Yes I am tiresome - but so are you. You get angry and irrational when someone engages with your evidence but disagrees with you. So please explain the maths behind overlaying images taken from different angles on different cameras and coming to any meaningful conclusions from doing so. Just explain that one thing then we can move on to the next item in your theory. The onus is on you, remember. If you want to be taken seriously you need to convince some doubters - just explaining it to your fans hasn’t got you anywhere has it?

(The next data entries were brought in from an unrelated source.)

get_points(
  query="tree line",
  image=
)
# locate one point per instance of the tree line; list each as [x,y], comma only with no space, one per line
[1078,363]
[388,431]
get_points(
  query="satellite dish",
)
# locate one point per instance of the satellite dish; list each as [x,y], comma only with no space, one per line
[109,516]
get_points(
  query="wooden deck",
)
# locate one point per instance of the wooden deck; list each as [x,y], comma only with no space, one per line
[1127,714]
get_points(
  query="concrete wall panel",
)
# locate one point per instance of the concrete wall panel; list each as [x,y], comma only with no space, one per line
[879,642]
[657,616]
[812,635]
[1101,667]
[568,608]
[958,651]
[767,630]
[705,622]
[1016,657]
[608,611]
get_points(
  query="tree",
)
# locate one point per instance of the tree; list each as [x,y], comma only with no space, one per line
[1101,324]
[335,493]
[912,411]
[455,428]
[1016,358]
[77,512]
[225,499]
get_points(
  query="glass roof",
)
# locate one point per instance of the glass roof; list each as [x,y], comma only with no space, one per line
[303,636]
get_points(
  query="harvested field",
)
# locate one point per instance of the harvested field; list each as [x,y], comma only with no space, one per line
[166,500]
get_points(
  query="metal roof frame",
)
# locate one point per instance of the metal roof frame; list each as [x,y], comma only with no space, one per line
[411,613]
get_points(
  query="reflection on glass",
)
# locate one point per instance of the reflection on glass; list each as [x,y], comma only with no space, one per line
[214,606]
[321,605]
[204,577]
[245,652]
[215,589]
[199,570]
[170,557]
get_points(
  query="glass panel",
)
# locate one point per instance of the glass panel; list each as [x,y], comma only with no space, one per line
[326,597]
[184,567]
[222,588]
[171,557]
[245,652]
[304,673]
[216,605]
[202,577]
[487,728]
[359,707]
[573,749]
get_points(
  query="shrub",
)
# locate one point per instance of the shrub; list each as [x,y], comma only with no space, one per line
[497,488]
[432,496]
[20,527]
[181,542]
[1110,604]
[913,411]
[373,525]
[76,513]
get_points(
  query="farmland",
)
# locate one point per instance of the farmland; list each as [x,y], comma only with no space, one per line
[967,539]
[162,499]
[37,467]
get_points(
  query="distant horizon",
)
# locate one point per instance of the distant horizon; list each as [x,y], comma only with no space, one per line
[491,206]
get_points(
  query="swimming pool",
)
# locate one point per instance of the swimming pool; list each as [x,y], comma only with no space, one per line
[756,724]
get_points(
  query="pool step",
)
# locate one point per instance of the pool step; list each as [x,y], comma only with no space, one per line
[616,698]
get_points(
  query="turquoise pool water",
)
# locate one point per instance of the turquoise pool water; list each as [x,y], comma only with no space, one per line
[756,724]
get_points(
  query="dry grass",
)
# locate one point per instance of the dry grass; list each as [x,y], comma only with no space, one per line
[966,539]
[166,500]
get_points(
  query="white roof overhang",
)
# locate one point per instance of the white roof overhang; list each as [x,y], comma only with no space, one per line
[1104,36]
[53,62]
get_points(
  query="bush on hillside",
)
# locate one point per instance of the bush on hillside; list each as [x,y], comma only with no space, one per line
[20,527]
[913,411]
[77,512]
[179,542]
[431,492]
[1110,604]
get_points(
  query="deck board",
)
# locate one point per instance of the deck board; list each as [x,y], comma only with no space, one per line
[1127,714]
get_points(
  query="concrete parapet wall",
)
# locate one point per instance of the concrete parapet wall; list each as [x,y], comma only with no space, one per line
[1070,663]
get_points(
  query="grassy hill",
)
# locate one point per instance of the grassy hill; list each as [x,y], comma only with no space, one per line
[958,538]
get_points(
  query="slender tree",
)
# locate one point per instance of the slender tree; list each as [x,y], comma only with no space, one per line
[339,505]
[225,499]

Anybody with a brain knows that when you move from being mostly in front of an object to being mostly to the side of that object, the view of the object changes. If you move positions enough to make the relative position of the plaque to the casket and window change drastically, it’s going to impact the view of the stand also - because you’re basically taking a side-view shot of the stand instead of a frontal view. If the view of the stand doesn’t change when you do that, something is very wrong.
I loved geometry because geometric proofs required a person to think through the implications of data and to make conclusions justified by laws. In order to have the mullion of the window disappear behind the plaque, the vantage point has to be substantially to the left of the mullion - so far to the left that when you draw a ray between the vantage point and the mullion the plaque is in the way.
If you draw a ray from that vantage point to the stand it’s going to give a different side/perspective of the stand than if you draw a ray from a vantage point looking straight at the mullion. Photos of the stand taken from substantially-different vantage points should not be able to be laid on top of each other and match.